BEAUTIFUL just BEAUTIFUL.

Vince


----------



## metalmad

Like she said
WOW;D
Pete


----------



## ozzie46

YeeHaaawww! Absolutely beautiful.Thm:Thm:Thm:

Ron


----------



## Henry

That is music sir!!!! I love the sound when idle:bow::bow:th_wav.


----------



## rythmnbls

One of the finest examples of a Hodgson I have ever seen. The sound of the engine idling gave me goosebumps.

Congrats.

Steve.


----------



## vihatch

Your work is an inspiration to me as I work on completing the Howell V2.  My ultimate goal model engine would be the Hodgson radial.  Don't know if I will ever get there but it will be fun trying.  Great job.


----------



## keith5700

Just had to say how nice this looks. There's some lovely engineering going on there. Seeing the video makes me want to make one for myself, especially hearing it with the headphones on! I'd love to see it with a big fat 3 blade prop.
Great job. 
Keith.


----------



## mu38&Bg#

Congratulations!

Regarding the carb settings, does the engine run the same if you shut off the fuel pump and let it burn off the fuel in the bowl? The needle settings seem as though there is excessive fuel pressure. I assume the fuel bowl is vented to atmosphere? 1/2-3/4 turn is what I found is typical on glow RC engines converted to spark and gas. These carbs require the main needle to be set first at Wide Open Throttle, then the low speed at idle to achieve a reasonable idle and transition to high speed.

Greg


----------



## mayhugh1

Dieselpilot,
       Yes, it seems to run the same when I shut the fuel pump off. My fuelpump just maintains a constant level of fuel in the external carb bowl, and returns excess fuel back to the tank through a return line; and so the carb shouldn't be seeing any fuel pressure. And, both the bowl and tank are vented to the atmosphere. When I shut down the engine for the day I kill the fuel pump so the engine will use up the fuel in the bowl. For the next 7 or 8 seconds the engine runs normally and then speeds up as it leans out just before dying. I was just getting ready to set up the high speed needle at w.o.t. and then come back and touch up the idle when I notice my distributor was loose and the timing was ATDC. I needed three hands to hold the distributor, work the throttle and adjust the needle so I just shut it down. I'm working on the timing linkage now and will try your suggestion for setting the needles when I get that worked out. - thanks, Terry


----------



## RCW

I am in awe of your workmanship.

--Bob


----------



## swilliams

Top notch job Terry, it really has turned out superb.

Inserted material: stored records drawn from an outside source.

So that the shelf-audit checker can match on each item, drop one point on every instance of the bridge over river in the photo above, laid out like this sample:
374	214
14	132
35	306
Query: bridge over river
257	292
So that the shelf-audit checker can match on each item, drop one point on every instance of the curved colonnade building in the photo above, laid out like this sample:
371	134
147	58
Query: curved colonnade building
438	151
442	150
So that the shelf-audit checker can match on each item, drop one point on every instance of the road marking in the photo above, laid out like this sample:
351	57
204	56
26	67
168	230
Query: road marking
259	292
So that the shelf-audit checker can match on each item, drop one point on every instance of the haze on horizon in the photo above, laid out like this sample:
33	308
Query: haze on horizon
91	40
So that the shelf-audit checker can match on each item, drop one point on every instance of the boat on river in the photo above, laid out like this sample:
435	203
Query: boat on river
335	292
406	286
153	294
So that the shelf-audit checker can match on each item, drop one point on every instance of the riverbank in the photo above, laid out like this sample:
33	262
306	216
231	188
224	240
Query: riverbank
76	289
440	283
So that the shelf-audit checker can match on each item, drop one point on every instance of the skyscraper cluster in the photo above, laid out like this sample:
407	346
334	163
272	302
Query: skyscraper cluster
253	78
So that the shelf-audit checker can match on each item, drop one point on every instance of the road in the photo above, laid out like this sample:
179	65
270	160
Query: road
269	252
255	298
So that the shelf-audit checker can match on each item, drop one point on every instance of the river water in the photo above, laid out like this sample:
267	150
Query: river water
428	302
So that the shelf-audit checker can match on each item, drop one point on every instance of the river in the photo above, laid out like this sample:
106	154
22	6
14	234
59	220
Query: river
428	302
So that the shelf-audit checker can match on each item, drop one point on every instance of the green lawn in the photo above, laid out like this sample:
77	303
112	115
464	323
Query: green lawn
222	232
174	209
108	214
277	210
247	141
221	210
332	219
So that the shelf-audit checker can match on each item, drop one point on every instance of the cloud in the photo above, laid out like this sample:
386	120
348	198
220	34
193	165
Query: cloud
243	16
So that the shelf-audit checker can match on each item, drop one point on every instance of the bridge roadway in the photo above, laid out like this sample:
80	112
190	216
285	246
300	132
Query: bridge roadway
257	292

I haven't looked in at your thread for a little while, and boy have you put some great stuff in. I really appreciate the detailed analysis you have done of your ignition system and lots of great info about the fuel and carb etc. You have really created a great resource for those who have the journey in front of us, which is much appreciated. 

Cheers
Steve


----------



## kvom

I always fee a bit down after getting an engine to run and making the video.  Time to think about the next project!


----------



## seagar

Congratulations !!!!!! Wonderful workmanship ,beautiful result.

Ian(seagar)


----------



## mayhugh1

I made a few minor modifications to the engine since my last post. First, I've added a control so I can easily vary and hold the ignition timing. When the grub screw that I was using as a friction device for the distributor sheared, it allowed the distributor to freely rotate under the vibration of the engine and allowed the timing advance to wonder about uncontrolled. (The screw is still in the rear section of the engine and keeps the distributor from rising up vertically.) This rotating lever solves that problem and in addition has adjustable stops that currently limit the timing between 5 deg BTDC for starting and 35 deg BTDC for w.o.t. running. I came up a workable design that linked the timing to the throttle, but I decided at the last minute to keep the two separate until I better understand the engine's timing requirements. 
The next addition was a start-up checklist that I've posted on the firewall and which I hope will help with any future senior moments. A day after completing the little storage rack for the #5 and #6 plugs, I started up the engine and noticed that although it had started very easily, the rhythmic idle sounded differently from what I had become accustomed to. I also noticed that the #5 and #6 exhausts were spitting raw fuel and; sure enough, I had forgotten to install the two lower plugs. I was more worried about was happening with the ignition as I hit the kill switch, though, as the spark had no where to go for those two cylinders. The ignition seemed to function normally after the incident and so either the coil arc'd internally or the output transistor clamped at its Vcb breakdown voltage without catastrophic damage. My next and hopefully final step will be to dial in the carb needle settings. This time I will first set the high speed needle at wot and then set the idle needle. - Terry


----------



## metalmad

That is just the Ducks Guts Buddy!!
Pete


----------



## xjs

Truly inspirational, Mr Mayhugh. Well done, and thank you.  I have enjoyed and appreciated your detailed narrative, and share (what I hope is) your joy in the result.


----------



## Flopearedmule

Does anyone know how far off the timing would be in degrees on the slave rods if the spacing in not corrected on this engine?  Also is there anywhere we can find what the correct hole positions would be to hit TDC every 40 degrees?
Just curious
Thanks

Nice job Terry!!  The pictures you gave us in this thread are awesome!!


----------



## stevehuckss396

dmh13433 said:


> Does anyone know how far off the timing would be in degrees on the slave rods if the spacing in not corrected on this engine?  Also is there anywhere we can find what the correct hole positions would be to hit TDC every 40 degrees?
> Just curious
> Thanks
> 
> Nice job Terry!!  The pictures you gave us in this thread are awesome!!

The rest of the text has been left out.